Debo aclarar de entrada, para tranquilidad de aquellos que viven angustiados por la duda, que no estoy en contra del Desfile Internacional del Día de Muertos. Tampoco me molesta el uso de la figura emblemática del grabador hidrocálido José Guadalupe Posada en la llamada Procesión de Catrinas. Ni me parece mal que la tradición mexicana por excelencia sea llevada a las pantallas del mundo en películas como la encantadora Coco de Walt Disney, que por cierto ya vi tres veces.

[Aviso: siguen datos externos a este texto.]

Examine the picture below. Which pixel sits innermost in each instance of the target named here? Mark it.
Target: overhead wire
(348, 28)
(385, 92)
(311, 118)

Por el contrario, digamos que hasta me causa orgullo. Y me provoca sincera satisfacción el enterarme que, gracias a esos eventos, en un solo fin de semana más de 2 millones de capitalinos y visitantes se volcaron a las calles de la ciudad para disfrutarlos y que, según las cuentas de Claudia, ello produjo una derrama económica de 4 mil 200 millones de pesos, si incluimos el Gran Premio de México.

No, no me rasgo las vestiduras por la contaminación que implica para muchos la celebración del Halloween sajón o Noche de Brujas, como ocurre ya hace décadas, hacia la cultura mortuoria mexicana. Me da igual que los niños recorran las calles de la colonia disfrazados de momias o de brujas y pidan en las casa “su jalogüín en lugar de “su calaverita” en demanda de monedas o caramelos.

La comercialización desmedida de esta fecha y de sus símbolos más connotados, que inicia allá por el mes de agosto en las tiendas de autoservicio, no es algo que me quite el sueño o me haga despotricar contra el consumismo en el que nos ha tenido presos el neoliberalismo económico hoy tan vilipendiado. Tolero perfectamente la avalancha de artículos plásticos de colores naranja y negro que inundan aparadores y anaqueles, incluidos máscaras, disfraces, muñecos, sombreros, manos peludas y juegos electrónicos.

Lo que sí me parece intolerable y ofensivo es la adulteración de nuestro Pan de muerto, elemento icónico de estas celebraciones anuales. No puedo digerir los anuncios que ofrecen tan preciado producto, como en Superama, relleno de crema chantilly, cajeta, nata, Nuttela, crema batida de chocolate o ¡conejitos Turín! Lo juro.

Si hay algo de la celebración de los Fieles Difuntos, como de hecho se llama, a lo que tengo especial predilección, es precisamente a ese pan redondo con sus “tibias” en cruz (lo que según dicen tiene un significado prehispánico) y cubierto de azúcar refinada. El sólo imaginarlo me remite a épocas bien tempranas de mi infancia, como los viajes con mi madre Emily en el tranvía de la ruta “Primavera” hasta la calle de Palma, para ir al expendio de Pan Segura, en la avenida 16 de Septiembre casi esquina con Isabel la Católica, a comprar un pan de muerto inolvidable, al estilo Jalisco, allá en los años cincuenta. Al rito familiar que eso significaba se sumaba en la merienda un sabor seguramente menos delicioso que el que guardo en la memoria.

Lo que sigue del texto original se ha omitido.